Faruk Büyüktekin, Reference Selection in Turkish: A Corpus-Based Approach

Ph.D. Candidate: Faruk Büyüktekin
Program: Cognitive Science
Date: 18.06.2025 / 10:00
Place: 
A-212

Abstract: This thesis investigates reference selection in natural language, focusing on the mechanism that shape the form of referring expressions. Drawing from both linguistic theory and data-driven and computational methods, the study seeks to uncover how grammatical, discourse, and cognitive factors jointly influence referential form. Turkish is chosen as the target language due to its typologically distinct characteristics specifically, its rich morphology, frequent use of null pronouns (pro-drop), and flexible word order.

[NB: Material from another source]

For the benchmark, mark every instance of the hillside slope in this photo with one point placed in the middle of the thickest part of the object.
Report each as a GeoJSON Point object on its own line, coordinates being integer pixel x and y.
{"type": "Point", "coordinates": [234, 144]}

These features offer a testing ground to explore referential choices beyond the patterns observed in well-studied languages. A central contribution of this work is the creation of a novel coreference corpus based on spontaneous, goal-directed dialog. Unlike existing research that has typically relied on isolated sentences or written texts, this study uses situated task-based interaction, capturing reference in real-time, naturalistic speech. To facilitate this, a new annotation scheme was developed to represent the full range of referential forms, including full noun phrases, overt pronouns, and null pronouns, and their contextual and grammatical properties. The resulting corpus enables systematic and computational analyses of referential phenomena. Building on this resource, the thesis conducts statistical analyses and employs machine learning to evaluate the effects and interactions of multiple features on referential form. These include speaker role, turn-taking, grammatical function, competition, distance/recency, topicality, and sentence position. Among the findings, competition and distance emerged as the most predictive features in model performance, while grammatical role, speaker role and turn-taking showed significant but weaker effects. The results demonstrated that many of these factors significantly influence form choice in varying degrees, supporting and extending theoretical predictions from models of reference production and comprehension.